Most Canadian employers would prefer to have a face to face interview as opposed to Skype. 

If you don't disclose that you are outside of Canada, they're going to know that something is up when your availability to interview isn't during Canadian business hours (Delhi is 9.5 hours ahead of Toronto/12.5 hours ahead of Vancouver). 

Also, potential employers are going to need to know that you have a work permit/permission to live and work in Canada (sponsoring a foreign worker is neither fast, easy, or inexpensive) and unless they're scouting for someone with highly specialised skills, it's highly _un_likely that they would go to the time and expense of short listing/hiring someone on spec when there are other staffing solutions available to them in Canada.


----------



## Auld Yin (Mar 10, 2009)

sk2014 said:


> Just go to Canada with couple of months of savings. Apply for jobs once you go there, meanwhile do some part time or casual jobs to earn money till you get the job you are looking for.


You can't just go to Canada.


----------



## colchar (Oct 25, 2011)

esumitkumar said:


> not lying but type of workaround how to find a job while in India ? I am just asking if anybody has tried this ?



Yes, it _*is*_ lying.

What is it with Indians proposing to lie or commit fraud to enter Canada on this forum over the last couple of days?


----------



## colchar (Oct 25, 2011)

sk2014 said:


> Just go to Canada with couple of months of savings. Apply for jobs once you go there, meanwhile do some part time or casual jobs to earn money till you get the job you are looking for.

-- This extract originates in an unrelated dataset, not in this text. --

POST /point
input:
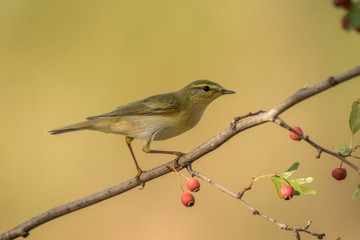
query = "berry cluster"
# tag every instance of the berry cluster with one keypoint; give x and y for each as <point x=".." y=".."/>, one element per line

One cannot just show up here and work, one must have the right to work here.


----------



## Auld Yin (Mar 10, 2009)

sk2014 said:


> Just go to Canada with couple of months of savings. Apply for jobs once you go there, meanwhile do some part time or casual jobs to earn money till you get the job you are looking for.


You obviously know absolutely zilch about immigrating to Canada. You need to cease writing such rubbish.


----------



## esumitkumar (Oct 30, 2009)

colchar said:


> Yes, it _*is*_ lying.
> 
> What is it with Indians proposing to lie or commit fraud to enter Canada on this forum over the last couple of days?


Dear colchar

As a proud Indian, I am not suggesting to commit any fraud. My question was once you get PR, is it possible to get a job offer while you are in home country..Please read my first post where I clearly mention this ("suppose you got PR")

I hope everything is clear now

Cheers
Sumit


----------



## Auld Yin (Mar 10, 2009)

If you attain PR status you may live and work wherever you like in Canada. It is one step below citizenship.


----------



## esumitkumar (Oct 30, 2009)

Auld Yin said:


> If you attain PR status you may live and work wherever you like in Canada. It is one step below citizenship.


 correct, but isnt it too risky to go there without having a job in hand ? I was asking about same thing from fellow friends..whether after having PR..they were able to find job from home country itself ?

Regards
Sumit


----------



## Auld Yin (Mar 10, 2009)

It is very difficult (read almost impossible) to get a job in Canada from offshore unless you have very special skills


----------